Surgical procedures: dopamine denervation and grafting. For all stereotaxic surgical procedures, female Fischer 344 rats (150–200 gm) were anesthetized with a mixture of ketamine (75 mg/kg), xylazine (3.8 mg/kg), and acepromazine (0.75 mg/kg). As described previously (Lucidi-Phillipi et al., 1995), 8 μg (freebase weight) of 6-hydroxydopamine (6-OHDA) was infused in 2 μl at the following coordinates: AP −4.4 mm, ML 1.2 mm relative to bregma, and DV −7.5 mm from dura (Paxinos and Watson, 1986).

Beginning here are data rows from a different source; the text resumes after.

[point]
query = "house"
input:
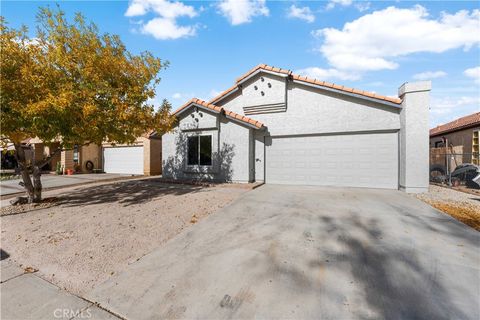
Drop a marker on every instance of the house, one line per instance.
(459, 136)
(143, 157)
(274, 126)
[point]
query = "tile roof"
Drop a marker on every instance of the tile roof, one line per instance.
(228, 113)
(460, 123)
(310, 81)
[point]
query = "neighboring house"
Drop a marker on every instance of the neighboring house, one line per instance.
(459, 136)
(141, 157)
(278, 127)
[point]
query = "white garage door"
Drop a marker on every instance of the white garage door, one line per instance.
(354, 160)
(127, 160)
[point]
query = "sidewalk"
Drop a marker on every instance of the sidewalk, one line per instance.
(50, 181)
(27, 296)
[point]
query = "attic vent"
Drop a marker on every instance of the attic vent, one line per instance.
(267, 108)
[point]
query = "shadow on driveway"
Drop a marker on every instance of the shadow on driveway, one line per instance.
(308, 253)
(126, 193)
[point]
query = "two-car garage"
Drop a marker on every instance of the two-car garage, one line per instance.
(353, 160)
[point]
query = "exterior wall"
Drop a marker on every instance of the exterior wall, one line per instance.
(457, 138)
(38, 152)
(152, 157)
(93, 153)
(414, 136)
(315, 111)
(66, 160)
(259, 156)
(56, 158)
(231, 159)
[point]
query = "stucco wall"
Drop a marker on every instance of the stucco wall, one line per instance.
(93, 153)
(231, 159)
(152, 156)
(414, 136)
(457, 138)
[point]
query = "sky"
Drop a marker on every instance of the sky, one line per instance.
(368, 45)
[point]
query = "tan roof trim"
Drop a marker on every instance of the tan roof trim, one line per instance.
(296, 77)
(229, 114)
(457, 124)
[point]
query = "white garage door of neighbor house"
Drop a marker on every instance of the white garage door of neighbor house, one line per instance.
(128, 160)
(352, 160)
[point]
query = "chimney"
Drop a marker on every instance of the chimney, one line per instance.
(414, 136)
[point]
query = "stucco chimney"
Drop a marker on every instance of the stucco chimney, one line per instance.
(414, 136)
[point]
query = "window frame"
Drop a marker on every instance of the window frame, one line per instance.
(199, 153)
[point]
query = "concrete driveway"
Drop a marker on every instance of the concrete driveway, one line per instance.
(308, 253)
(10, 187)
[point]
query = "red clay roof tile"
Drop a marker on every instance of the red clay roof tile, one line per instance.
(458, 124)
(219, 109)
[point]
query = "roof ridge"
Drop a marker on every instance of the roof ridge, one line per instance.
(462, 122)
(308, 80)
(211, 106)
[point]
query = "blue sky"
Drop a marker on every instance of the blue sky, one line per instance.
(370, 45)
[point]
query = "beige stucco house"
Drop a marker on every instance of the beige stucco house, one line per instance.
(459, 136)
(277, 127)
(143, 157)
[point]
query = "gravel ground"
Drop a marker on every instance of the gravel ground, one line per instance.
(460, 205)
(92, 233)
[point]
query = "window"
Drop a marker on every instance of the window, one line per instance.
(75, 154)
(439, 144)
(199, 151)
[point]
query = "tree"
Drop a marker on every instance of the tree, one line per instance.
(73, 85)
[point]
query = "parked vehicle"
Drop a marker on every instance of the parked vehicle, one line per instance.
(467, 174)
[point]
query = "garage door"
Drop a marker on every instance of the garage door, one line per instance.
(127, 160)
(354, 160)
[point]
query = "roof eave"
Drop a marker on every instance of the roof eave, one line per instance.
(223, 96)
(351, 94)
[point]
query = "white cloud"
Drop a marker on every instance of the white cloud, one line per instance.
(428, 75)
(373, 41)
(214, 93)
(362, 6)
(327, 74)
(332, 3)
(303, 13)
(242, 11)
(164, 26)
(473, 73)
(447, 105)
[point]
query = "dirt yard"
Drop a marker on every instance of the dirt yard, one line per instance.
(89, 234)
(462, 206)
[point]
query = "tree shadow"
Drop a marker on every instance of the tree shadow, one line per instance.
(175, 166)
(3, 254)
(126, 193)
(438, 223)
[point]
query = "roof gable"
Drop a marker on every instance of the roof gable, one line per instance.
(211, 107)
(457, 124)
(308, 81)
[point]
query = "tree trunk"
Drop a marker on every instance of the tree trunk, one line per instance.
(22, 165)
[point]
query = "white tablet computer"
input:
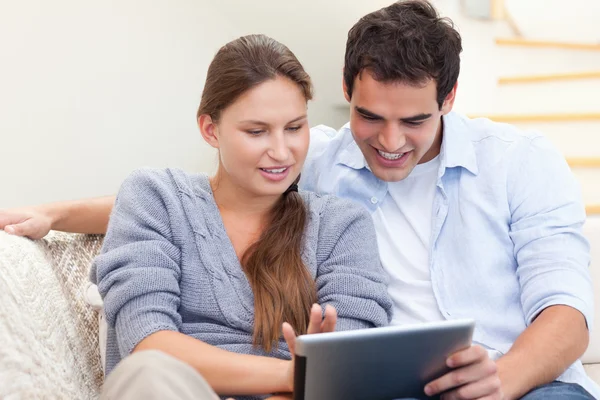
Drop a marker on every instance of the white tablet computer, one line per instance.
(376, 364)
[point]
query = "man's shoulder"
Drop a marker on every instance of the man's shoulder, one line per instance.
(325, 139)
(480, 130)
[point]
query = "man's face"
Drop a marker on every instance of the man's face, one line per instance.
(396, 125)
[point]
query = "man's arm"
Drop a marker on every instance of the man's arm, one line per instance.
(79, 216)
(547, 216)
(554, 341)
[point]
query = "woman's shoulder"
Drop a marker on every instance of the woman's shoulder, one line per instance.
(165, 181)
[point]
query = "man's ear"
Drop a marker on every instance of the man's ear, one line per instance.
(209, 130)
(449, 101)
(345, 88)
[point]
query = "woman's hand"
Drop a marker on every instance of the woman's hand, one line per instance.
(317, 324)
(31, 222)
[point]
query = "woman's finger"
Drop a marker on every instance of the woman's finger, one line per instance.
(290, 337)
(328, 324)
(316, 316)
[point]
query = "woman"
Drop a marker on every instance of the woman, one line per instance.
(208, 269)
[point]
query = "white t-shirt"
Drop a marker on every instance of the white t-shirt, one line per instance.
(404, 225)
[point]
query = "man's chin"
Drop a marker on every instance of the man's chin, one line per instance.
(390, 174)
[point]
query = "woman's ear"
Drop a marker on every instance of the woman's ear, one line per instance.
(209, 130)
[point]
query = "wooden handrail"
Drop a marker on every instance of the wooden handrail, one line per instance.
(547, 43)
(558, 117)
(592, 209)
(505, 80)
(584, 162)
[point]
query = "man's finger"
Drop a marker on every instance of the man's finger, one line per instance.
(476, 390)
(466, 357)
(461, 376)
(328, 324)
(8, 219)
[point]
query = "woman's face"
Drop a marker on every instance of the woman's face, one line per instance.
(263, 138)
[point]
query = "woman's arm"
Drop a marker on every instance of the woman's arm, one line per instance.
(79, 216)
(138, 275)
(350, 276)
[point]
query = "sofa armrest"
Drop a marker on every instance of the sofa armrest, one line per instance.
(49, 335)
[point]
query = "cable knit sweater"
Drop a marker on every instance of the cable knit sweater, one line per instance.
(168, 264)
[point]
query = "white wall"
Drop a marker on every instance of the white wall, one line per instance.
(91, 90)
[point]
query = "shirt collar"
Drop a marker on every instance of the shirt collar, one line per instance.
(351, 155)
(456, 151)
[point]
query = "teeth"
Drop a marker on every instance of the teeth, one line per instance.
(390, 156)
(274, 171)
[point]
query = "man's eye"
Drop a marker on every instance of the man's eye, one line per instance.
(368, 118)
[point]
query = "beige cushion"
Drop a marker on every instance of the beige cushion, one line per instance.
(48, 334)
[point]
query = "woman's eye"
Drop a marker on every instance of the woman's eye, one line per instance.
(367, 118)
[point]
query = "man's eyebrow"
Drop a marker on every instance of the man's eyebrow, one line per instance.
(416, 118)
(368, 113)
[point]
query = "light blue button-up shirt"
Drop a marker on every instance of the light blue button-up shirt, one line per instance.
(506, 237)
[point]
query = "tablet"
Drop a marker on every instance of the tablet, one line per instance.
(376, 364)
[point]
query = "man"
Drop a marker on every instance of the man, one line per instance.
(474, 219)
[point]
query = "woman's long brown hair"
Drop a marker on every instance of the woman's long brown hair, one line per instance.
(283, 288)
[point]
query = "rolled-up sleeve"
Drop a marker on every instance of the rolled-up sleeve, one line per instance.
(138, 270)
(350, 276)
(548, 214)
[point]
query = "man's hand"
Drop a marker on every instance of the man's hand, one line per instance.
(30, 222)
(474, 376)
(317, 324)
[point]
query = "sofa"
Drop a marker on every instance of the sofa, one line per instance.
(49, 333)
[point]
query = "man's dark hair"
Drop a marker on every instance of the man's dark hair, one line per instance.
(405, 42)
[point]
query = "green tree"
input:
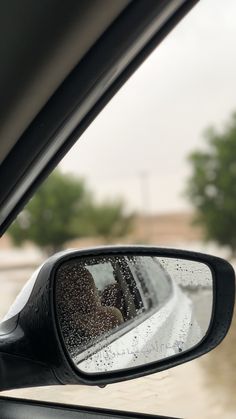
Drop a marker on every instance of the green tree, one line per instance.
(63, 209)
(110, 221)
(212, 185)
(57, 213)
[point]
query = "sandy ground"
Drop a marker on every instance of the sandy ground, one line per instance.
(202, 388)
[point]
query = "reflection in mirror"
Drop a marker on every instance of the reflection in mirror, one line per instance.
(117, 312)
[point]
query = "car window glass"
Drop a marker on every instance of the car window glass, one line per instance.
(133, 167)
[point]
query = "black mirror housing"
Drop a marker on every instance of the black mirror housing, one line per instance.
(32, 348)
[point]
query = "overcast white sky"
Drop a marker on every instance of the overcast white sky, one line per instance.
(159, 116)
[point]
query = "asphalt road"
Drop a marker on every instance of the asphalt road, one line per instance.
(202, 388)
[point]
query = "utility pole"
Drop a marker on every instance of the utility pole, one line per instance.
(145, 200)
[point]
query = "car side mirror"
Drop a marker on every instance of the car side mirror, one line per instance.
(109, 314)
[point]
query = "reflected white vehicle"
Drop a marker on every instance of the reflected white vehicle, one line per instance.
(171, 329)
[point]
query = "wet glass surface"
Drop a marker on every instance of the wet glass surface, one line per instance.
(118, 312)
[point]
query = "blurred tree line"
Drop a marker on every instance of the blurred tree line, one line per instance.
(212, 185)
(64, 209)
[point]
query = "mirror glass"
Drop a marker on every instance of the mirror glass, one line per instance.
(118, 312)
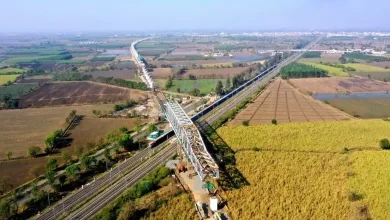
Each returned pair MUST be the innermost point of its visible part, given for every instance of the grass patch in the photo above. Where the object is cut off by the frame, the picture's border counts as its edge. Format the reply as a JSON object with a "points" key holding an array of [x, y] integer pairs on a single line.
{"points": [[5, 78], [310, 136], [11, 70], [332, 71], [16, 90], [204, 85]]}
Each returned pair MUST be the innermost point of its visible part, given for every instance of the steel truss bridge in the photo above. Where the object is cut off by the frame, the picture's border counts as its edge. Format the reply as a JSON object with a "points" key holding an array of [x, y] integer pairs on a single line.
{"points": [[185, 130]]}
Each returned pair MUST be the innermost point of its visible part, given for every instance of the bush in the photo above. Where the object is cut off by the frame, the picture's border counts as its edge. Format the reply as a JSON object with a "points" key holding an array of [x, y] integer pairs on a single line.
{"points": [[245, 123], [384, 144]]}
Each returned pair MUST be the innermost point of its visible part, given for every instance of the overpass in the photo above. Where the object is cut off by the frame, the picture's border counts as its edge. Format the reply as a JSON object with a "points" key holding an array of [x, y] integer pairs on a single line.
{"points": [[185, 130]]}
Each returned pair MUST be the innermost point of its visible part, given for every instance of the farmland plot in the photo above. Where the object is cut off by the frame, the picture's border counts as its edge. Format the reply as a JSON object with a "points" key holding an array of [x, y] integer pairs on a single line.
{"points": [[70, 93], [282, 102]]}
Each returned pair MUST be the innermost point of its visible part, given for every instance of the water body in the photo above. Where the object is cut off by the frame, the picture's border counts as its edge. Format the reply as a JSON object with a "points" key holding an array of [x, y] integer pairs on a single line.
{"points": [[351, 96]]}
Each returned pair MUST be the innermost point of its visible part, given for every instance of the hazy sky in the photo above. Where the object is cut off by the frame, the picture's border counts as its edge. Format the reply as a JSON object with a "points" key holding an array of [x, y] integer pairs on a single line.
{"points": [[147, 15]]}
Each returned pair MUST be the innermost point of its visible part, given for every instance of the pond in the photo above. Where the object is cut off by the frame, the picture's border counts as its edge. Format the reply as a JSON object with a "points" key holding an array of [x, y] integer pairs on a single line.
{"points": [[351, 96]]}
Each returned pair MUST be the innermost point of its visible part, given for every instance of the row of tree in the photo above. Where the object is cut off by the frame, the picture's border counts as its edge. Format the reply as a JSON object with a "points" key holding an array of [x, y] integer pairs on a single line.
{"points": [[300, 70]]}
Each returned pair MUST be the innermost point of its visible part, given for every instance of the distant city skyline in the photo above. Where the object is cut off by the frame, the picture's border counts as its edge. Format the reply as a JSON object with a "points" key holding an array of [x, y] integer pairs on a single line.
{"points": [[171, 15]]}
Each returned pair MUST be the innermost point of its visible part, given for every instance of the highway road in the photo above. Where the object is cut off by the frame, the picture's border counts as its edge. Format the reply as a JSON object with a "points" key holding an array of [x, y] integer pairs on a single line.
{"points": [[118, 184], [125, 182], [91, 189]]}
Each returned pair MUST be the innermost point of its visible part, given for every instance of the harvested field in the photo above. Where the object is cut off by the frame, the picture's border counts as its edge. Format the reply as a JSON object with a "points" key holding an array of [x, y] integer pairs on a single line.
{"points": [[122, 74], [161, 73], [383, 64], [363, 107], [92, 129], [339, 85], [69, 93], [330, 58], [24, 128], [23, 168], [282, 102], [212, 73], [381, 76]]}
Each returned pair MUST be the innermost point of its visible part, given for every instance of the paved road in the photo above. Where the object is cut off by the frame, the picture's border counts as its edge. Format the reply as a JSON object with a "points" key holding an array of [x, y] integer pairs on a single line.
{"points": [[127, 181], [93, 188], [215, 114]]}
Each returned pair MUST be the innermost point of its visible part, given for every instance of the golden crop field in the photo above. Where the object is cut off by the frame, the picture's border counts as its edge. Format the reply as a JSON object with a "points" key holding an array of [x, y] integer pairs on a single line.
{"points": [[290, 185], [371, 180], [308, 136], [178, 208]]}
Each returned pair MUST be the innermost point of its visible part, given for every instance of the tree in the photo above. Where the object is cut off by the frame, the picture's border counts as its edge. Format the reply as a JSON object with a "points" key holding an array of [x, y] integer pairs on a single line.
{"points": [[36, 170], [51, 164], [107, 154], [152, 128], [219, 88], [50, 177], [228, 84], [72, 171], [126, 141], [384, 144], [66, 156], [86, 162], [123, 129], [9, 154], [53, 140], [169, 83], [34, 151], [342, 60], [7, 209]]}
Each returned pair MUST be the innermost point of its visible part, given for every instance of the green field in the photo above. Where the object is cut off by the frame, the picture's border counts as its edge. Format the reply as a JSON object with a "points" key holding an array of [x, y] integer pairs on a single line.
{"points": [[332, 71], [5, 78], [204, 85], [366, 68], [382, 76], [11, 70], [363, 108], [16, 90]]}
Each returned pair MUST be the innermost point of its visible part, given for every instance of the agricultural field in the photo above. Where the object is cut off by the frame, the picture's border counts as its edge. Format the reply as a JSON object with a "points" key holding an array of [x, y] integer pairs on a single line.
{"points": [[363, 107], [24, 128], [213, 73], [325, 58], [381, 76], [70, 93], [334, 85], [35, 79], [90, 130], [282, 102], [366, 68], [315, 170], [16, 90], [185, 85], [371, 181], [122, 74], [12, 70], [23, 168], [330, 136], [332, 71], [5, 78], [290, 185]]}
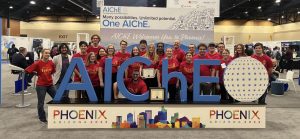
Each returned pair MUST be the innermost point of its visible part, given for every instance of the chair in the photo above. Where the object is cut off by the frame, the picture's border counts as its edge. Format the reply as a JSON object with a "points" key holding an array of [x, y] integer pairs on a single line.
{"points": [[289, 78]]}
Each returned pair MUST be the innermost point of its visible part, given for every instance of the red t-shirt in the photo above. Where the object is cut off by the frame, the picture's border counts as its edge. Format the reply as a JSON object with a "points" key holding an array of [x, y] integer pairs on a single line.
{"points": [[122, 56], [115, 64], [137, 88], [44, 71], [204, 69], [92, 70], [187, 70], [133, 67], [160, 57], [154, 63], [265, 60], [94, 49], [221, 70], [173, 65], [178, 54], [215, 55], [142, 52], [83, 57]]}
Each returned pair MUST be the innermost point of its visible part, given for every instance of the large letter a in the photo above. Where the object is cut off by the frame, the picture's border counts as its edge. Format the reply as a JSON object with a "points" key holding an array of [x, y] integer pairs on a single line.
{"points": [[85, 85]]}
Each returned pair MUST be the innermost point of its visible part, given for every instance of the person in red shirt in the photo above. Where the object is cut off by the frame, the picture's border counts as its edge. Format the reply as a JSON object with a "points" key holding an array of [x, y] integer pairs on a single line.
{"points": [[221, 48], [225, 97], [212, 54], [177, 52], [101, 53], [191, 50], [134, 85], [153, 57], [267, 62], [160, 50], [95, 46], [115, 66], [143, 47], [136, 65], [173, 65], [187, 69], [123, 55], [93, 70], [239, 51], [77, 78], [205, 70], [44, 68]]}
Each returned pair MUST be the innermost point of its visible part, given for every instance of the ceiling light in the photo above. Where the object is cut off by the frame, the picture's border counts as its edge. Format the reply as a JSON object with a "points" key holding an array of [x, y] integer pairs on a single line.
{"points": [[32, 2]]}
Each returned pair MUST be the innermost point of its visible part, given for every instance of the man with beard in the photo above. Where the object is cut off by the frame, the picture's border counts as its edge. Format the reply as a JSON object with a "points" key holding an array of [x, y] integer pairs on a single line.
{"points": [[95, 46]]}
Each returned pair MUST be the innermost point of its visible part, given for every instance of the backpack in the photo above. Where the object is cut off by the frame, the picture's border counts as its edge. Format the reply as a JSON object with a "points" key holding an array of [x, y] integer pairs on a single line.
{"points": [[278, 55]]}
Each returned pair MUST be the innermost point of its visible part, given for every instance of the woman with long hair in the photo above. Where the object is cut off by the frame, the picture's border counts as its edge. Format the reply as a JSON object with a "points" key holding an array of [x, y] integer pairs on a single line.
{"points": [[160, 50], [93, 70], [136, 65], [187, 69], [110, 51], [101, 53], [225, 97], [239, 51], [153, 57], [44, 68], [173, 65]]}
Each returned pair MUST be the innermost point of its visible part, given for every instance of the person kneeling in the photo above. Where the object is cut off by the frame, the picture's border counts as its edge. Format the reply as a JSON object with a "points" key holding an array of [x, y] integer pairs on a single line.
{"points": [[134, 85]]}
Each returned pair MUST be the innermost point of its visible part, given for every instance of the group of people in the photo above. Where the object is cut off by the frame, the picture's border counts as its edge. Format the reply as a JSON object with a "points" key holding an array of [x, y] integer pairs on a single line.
{"points": [[51, 71]]}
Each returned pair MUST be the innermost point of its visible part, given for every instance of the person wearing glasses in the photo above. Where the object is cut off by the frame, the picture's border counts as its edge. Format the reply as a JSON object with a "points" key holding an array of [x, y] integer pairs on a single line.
{"points": [[95, 44], [123, 55], [205, 70], [134, 85]]}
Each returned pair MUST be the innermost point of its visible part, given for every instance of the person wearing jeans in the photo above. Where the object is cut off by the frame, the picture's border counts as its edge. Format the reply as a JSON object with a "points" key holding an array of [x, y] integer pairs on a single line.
{"points": [[44, 68]]}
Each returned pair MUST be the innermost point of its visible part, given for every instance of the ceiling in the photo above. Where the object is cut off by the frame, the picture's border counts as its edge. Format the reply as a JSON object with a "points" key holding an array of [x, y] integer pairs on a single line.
{"points": [[229, 9]]}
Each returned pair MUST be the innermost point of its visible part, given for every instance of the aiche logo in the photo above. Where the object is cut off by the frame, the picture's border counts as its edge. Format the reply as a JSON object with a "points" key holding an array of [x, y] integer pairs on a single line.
{"points": [[79, 114], [234, 114]]}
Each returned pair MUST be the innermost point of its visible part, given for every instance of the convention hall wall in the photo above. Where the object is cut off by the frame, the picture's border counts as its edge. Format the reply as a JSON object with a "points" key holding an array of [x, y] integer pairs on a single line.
{"points": [[14, 27], [244, 31]]}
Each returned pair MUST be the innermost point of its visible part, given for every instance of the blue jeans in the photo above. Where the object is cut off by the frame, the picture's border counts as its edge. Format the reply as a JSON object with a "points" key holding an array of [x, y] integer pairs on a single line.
{"points": [[41, 94]]}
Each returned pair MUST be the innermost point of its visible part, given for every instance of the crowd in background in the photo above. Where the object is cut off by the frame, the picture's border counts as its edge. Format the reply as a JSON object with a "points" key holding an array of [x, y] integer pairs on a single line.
{"points": [[51, 66]]}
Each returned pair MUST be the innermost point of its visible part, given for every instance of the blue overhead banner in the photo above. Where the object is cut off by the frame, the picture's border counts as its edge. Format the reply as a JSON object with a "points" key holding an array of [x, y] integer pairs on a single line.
{"points": [[156, 25]]}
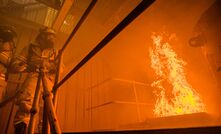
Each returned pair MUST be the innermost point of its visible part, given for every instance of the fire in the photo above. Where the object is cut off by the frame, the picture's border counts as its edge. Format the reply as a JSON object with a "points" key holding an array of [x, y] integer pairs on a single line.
{"points": [[171, 78]]}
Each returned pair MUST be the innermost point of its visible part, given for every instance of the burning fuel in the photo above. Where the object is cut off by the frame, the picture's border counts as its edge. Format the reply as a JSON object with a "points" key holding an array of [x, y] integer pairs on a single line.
{"points": [[175, 96]]}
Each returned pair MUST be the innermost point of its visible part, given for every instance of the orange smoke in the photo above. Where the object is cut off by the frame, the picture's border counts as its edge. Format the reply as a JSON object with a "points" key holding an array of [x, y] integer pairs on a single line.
{"points": [[171, 79]]}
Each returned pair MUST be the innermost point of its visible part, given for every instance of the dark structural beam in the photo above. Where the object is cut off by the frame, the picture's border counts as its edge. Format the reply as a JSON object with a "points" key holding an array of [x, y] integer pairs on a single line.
{"points": [[126, 21]]}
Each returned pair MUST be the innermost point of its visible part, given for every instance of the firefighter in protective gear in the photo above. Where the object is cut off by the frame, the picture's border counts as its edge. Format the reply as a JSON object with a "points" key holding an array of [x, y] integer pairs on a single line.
{"points": [[7, 34], [39, 54]]}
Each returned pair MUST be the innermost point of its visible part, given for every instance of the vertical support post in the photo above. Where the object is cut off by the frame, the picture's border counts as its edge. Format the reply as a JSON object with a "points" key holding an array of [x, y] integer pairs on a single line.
{"points": [[34, 109]]}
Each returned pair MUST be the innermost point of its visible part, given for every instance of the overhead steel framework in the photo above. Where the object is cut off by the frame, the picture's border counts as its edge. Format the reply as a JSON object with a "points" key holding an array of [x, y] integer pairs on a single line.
{"points": [[144, 4]]}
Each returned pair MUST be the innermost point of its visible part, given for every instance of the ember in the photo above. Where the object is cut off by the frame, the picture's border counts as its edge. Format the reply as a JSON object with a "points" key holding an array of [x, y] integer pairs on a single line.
{"points": [[171, 79]]}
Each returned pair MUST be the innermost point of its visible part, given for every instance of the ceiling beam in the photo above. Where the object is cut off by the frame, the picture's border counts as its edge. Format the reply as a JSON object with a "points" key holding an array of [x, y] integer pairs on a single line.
{"points": [[62, 14]]}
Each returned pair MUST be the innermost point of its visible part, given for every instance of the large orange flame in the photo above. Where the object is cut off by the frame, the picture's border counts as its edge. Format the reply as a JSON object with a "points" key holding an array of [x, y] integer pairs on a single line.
{"points": [[171, 77]]}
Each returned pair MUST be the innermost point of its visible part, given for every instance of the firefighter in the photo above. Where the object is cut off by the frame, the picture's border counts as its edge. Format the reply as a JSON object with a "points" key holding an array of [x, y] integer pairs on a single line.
{"points": [[7, 47], [40, 53]]}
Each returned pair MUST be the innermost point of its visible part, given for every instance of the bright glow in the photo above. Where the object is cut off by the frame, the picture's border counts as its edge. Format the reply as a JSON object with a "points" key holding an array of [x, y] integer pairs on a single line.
{"points": [[171, 79]]}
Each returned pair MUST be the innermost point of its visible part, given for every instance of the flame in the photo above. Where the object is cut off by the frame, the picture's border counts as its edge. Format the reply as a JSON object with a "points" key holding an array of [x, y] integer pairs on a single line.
{"points": [[169, 70]]}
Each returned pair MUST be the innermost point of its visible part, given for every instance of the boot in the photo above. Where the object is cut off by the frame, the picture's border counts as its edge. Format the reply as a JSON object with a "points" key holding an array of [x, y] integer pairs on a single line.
{"points": [[20, 128]]}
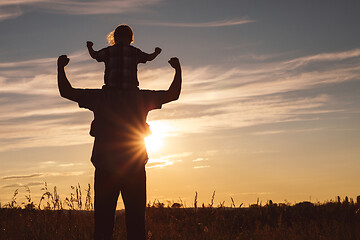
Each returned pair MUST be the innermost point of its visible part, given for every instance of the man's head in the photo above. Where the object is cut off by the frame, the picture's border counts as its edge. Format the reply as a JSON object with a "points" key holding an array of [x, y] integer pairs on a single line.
{"points": [[123, 33]]}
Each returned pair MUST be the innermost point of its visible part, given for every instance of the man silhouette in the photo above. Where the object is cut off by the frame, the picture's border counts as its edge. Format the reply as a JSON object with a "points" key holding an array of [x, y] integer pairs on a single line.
{"points": [[119, 154]]}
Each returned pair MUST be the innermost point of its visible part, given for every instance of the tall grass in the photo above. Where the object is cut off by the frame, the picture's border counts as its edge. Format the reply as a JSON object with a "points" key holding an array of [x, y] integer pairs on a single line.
{"points": [[73, 219]]}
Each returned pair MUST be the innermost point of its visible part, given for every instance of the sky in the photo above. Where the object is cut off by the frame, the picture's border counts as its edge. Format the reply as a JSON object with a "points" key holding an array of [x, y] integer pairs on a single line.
{"points": [[269, 109]]}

To prevent destruction of noradrenergic neurons, desipramine (12.5 mg/kg, i.p.) was administered 30 min before the infusion of 6-OHDA. Animals were allowed to recover 2–3 weeks before the cells were implanted. Only those rats with ipsilateral rotations of >400/hr induced by amphetamine (5 mg/kg, i.p.) were used for grafting experiments.
For grafting, PF, PFTH, or PFTHGC cells were washed, trypsinized, and suspended in Dulbecco’s PBS. l-DOPA synthesis by PFTHGC cells was checked each time cells were grafted. Grafting was done only with cells below passage 15, because primary cells may senesce and survive poorly at higher passages.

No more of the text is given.